She’d go along in the end, but not without grumbling. “It’s the story that’s important; not the storyteller,” she would say.
But now she is the story, and as all these tributes reveal, a huge part of many of ours.
This was what Letty did best: She inspired. She could make each of her reporters feel exceptional without resorting to flattery.
Like a good parent, she could simply discern the better bits in each of us and focus the warm beam of pride on them.
In return, we would try to rise to the occasion (I can almost hear Letty adding, “I couldn’t always tell.”)
She bookended my working years as a journalist. Her quirky insights were part of my life’s soundtrack. “Marry a doctor,” she told young, single reporters. “You won’t have to worry about making a living, and you can’t be bought.”
One day when I was 21 and soon to get married (though not to a doctor), my mother complained to her: “Francoise is too young. She needs a past.”
Letty answered, “She’ll build her past with her husband.”
In the late 1990s, she became my boss again at the Inquirer, where I was a junior editor. Many evenings, after the first edition went to bed, we would swap stories and dissect the day’s events over a bottle of wine and a full ashtray.

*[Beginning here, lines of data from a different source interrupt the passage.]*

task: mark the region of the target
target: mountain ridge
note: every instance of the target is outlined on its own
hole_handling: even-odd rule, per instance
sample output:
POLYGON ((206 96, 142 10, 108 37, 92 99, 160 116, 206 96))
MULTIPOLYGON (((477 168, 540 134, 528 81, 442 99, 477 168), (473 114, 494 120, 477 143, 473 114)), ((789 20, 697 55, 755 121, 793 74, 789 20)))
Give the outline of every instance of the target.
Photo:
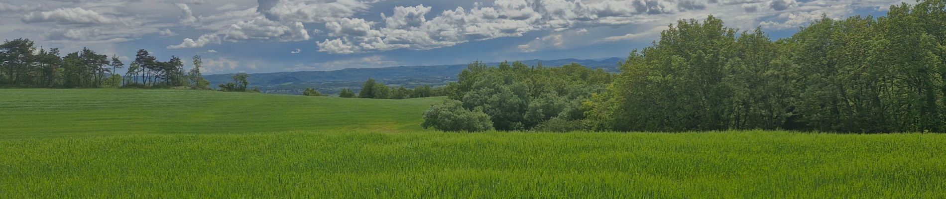
MULTIPOLYGON (((589 68, 602 68, 608 72, 617 72, 618 58, 597 58, 597 59, 528 59, 520 60, 526 65, 534 66, 541 62, 545 66, 558 67, 572 62, 585 65, 589 68), (598 60, 600 59, 600 60, 598 60)), ((500 62, 487 62, 486 65, 496 66, 500 62)), ((251 86, 272 86, 287 83, 300 84, 322 84, 337 81, 363 81, 368 78, 375 78, 381 82, 396 79, 417 79, 417 80, 455 80, 456 75, 466 69, 467 64, 447 64, 447 65, 415 65, 415 66, 393 66, 381 68, 348 68, 334 71, 297 71, 297 72, 277 72, 250 74, 251 86)), ((207 75, 204 78, 212 85, 223 84, 231 81, 234 74, 207 75)))

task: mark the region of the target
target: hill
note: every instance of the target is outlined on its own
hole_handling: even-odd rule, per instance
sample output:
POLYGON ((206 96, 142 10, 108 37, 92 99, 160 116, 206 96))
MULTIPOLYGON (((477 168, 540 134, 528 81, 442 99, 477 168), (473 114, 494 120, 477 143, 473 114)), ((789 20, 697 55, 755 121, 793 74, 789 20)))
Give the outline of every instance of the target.
POLYGON ((0 90, 0 198, 943 198, 944 134, 444 133, 441 98, 0 90))
POLYGON ((348 99, 185 90, 0 90, 0 139, 37 136, 417 131, 441 98, 348 99))
MULTIPOLYGON (((536 65, 541 62, 545 66, 562 66, 579 63, 590 68, 601 68, 609 72, 618 72, 618 62, 621 58, 576 59, 565 58, 554 60, 531 59, 522 60, 526 65, 536 65)), ((499 65, 499 62, 486 63, 499 65)), ((282 72, 270 74, 250 74, 250 86, 259 87, 268 93, 300 94, 306 88, 318 89, 324 93, 338 93, 343 88, 359 89, 360 84, 375 78, 391 86, 405 86, 413 88, 418 85, 441 86, 450 81, 456 81, 456 75, 466 69, 466 63, 436 66, 397 66, 385 68, 356 68, 337 71, 282 72)), ((204 75, 212 86, 230 82, 233 74, 204 75)))

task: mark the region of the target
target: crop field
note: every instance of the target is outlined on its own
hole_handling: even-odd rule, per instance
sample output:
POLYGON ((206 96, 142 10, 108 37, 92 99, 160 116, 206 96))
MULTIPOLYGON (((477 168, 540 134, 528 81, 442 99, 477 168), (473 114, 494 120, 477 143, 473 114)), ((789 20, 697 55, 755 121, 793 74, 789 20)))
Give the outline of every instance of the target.
POLYGON ((442 98, 0 90, 0 198, 944 198, 946 136, 420 128, 442 98))

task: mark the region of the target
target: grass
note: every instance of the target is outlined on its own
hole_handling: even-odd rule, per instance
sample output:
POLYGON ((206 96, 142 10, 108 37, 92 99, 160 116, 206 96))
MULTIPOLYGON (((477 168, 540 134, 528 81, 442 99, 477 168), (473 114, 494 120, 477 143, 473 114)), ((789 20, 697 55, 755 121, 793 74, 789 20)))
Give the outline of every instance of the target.
POLYGON ((941 134, 420 130, 438 100, 0 90, 0 198, 946 197, 941 134))
POLYGON ((186 90, 0 90, 0 139, 143 133, 408 132, 442 98, 348 99, 186 90))

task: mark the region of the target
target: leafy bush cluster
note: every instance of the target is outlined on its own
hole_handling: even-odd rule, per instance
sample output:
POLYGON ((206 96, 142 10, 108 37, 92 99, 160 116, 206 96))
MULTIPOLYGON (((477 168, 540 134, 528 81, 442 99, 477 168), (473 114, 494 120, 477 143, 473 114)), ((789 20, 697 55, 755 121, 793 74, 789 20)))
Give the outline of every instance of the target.
MULTIPOLYGON (((529 130, 552 119, 555 124, 544 126, 569 124, 572 125, 569 129, 584 129, 581 120, 585 119, 586 109, 582 102, 589 99, 591 93, 604 91, 612 75, 576 63, 529 67, 517 61, 489 67, 474 62, 458 75, 459 82, 445 88, 449 100, 434 106, 430 111, 447 108, 437 106, 456 101, 460 106, 448 106, 455 108, 452 111, 482 111, 497 130, 529 130)), ((425 127, 456 129, 454 125, 458 124, 440 123, 443 119, 437 116, 426 115, 425 127)))
MULTIPOLYGON (((358 98, 371 99, 410 99, 420 97, 441 96, 442 89, 433 89, 429 85, 424 85, 413 89, 405 87, 388 87, 384 83, 369 78, 361 86, 361 91, 358 92, 358 98)), ((339 93, 342 97, 356 97, 355 91, 349 89, 342 89, 339 93)))
POLYGON ((493 122, 482 108, 468 110, 463 108, 460 101, 449 99, 430 106, 430 109, 424 112, 424 123, 421 125, 443 131, 493 130, 493 122))
MULTIPOLYGON (((193 58, 194 68, 184 70, 184 60, 171 56, 160 61, 147 50, 138 50, 123 76, 115 70, 125 68, 117 56, 96 53, 88 48, 60 57, 59 48, 37 49, 28 39, 6 41, 0 44, 0 84, 33 88, 176 88, 209 90, 210 82, 201 75, 201 57, 193 58)), ((236 86, 236 85, 235 85, 236 86)))
POLYGON ((681 20, 613 82, 573 65, 473 63, 448 96, 498 130, 943 132, 944 22, 944 0, 824 17, 774 41, 712 16, 681 20))
POLYGON ((772 41, 709 17, 634 51, 587 103, 598 130, 946 130, 946 1, 823 18, 772 41))

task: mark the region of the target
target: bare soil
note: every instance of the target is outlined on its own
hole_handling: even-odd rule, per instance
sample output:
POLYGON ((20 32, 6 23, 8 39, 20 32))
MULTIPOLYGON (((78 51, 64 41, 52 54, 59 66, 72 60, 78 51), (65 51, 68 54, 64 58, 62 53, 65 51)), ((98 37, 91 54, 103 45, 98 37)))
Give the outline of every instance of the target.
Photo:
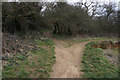
POLYGON ((64 47, 66 43, 60 40, 54 40, 56 63, 53 65, 53 72, 51 78, 81 78, 81 56, 85 44, 88 42, 81 42, 72 45, 71 47, 64 47))

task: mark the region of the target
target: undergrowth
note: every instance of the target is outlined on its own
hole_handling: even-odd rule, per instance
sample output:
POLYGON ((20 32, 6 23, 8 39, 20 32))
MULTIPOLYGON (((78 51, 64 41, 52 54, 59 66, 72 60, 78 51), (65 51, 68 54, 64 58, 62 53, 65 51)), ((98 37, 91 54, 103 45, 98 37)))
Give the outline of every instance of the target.
POLYGON ((28 54, 14 55, 3 68, 3 78, 49 78, 55 62, 54 43, 50 39, 36 40, 38 47, 28 54), (45 46, 42 48, 42 46, 45 46))
POLYGON ((86 44, 82 58, 82 71, 84 78, 118 78, 118 67, 110 63, 110 61, 102 54, 101 48, 92 48, 92 44, 97 42, 89 42, 86 44))

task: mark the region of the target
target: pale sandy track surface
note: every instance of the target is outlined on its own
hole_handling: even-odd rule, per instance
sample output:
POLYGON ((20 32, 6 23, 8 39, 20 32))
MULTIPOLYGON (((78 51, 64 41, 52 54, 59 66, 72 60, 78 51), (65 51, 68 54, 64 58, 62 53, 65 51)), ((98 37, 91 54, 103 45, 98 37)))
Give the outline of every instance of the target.
POLYGON ((87 42, 81 42, 65 48, 65 42, 54 40, 56 63, 51 78, 81 78, 81 58, 87 42))

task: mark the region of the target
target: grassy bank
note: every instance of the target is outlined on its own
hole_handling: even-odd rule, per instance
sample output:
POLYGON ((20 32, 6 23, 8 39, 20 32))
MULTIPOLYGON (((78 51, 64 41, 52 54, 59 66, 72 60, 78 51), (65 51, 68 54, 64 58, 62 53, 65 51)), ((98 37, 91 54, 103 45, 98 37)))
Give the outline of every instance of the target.
POLYGON ((36 40, 28 53, 14 55, 3 68, 3 78, 48 78, 55 62, 54 43, 50 39, 36 40))
POLYGON ((118 67, 112 64, 101 48, 92 48, 91 45, 96 42, 89 42, 83 54, 84 78, 118 78, 118 67))

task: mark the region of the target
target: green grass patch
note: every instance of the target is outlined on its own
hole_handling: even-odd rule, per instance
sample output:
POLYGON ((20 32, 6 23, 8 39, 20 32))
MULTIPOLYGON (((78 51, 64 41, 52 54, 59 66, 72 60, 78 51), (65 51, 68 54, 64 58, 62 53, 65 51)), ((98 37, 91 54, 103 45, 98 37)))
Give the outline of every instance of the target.
POLYGON ((92 48, 92 44, 98 42, 89 42, 86 45, 82 58, 82 71, 84 78, 118 78, 118 67, 113 65, 102 53, 101 48, 92 48))
POLYGON ((54 43, 50 39, 36 40, 36 47, 29 54, 14 55, 3 68, 3 78, 49 78, 52 65, 55 62, 54 43), (31 57, 29 59, 29 57, 31 57))

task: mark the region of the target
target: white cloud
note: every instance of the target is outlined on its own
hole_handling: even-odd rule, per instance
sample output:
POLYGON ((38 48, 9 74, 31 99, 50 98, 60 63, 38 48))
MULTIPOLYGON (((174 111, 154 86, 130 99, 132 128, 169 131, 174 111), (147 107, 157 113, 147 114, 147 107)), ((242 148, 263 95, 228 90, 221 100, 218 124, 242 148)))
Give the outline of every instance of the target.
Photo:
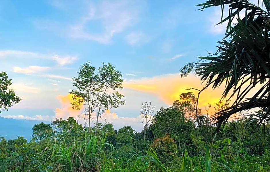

Letty never tired of talking about old-school ideals of journalism, ethics and what she called “the mission” of the paper.
I wish I had a peso for each time I heard her say “the Inquirer style.” She filled those evenings with her throaty laugh, wry sense of humor and unvarnished honesty.
The last time I saw Letty was in February when I was visiting from Washington, where I live now. It was around Chinese New Year, and she gave me a small wooden Buddha. “Here,” she said. “Get lucky.”
She was my friend, and so I already was.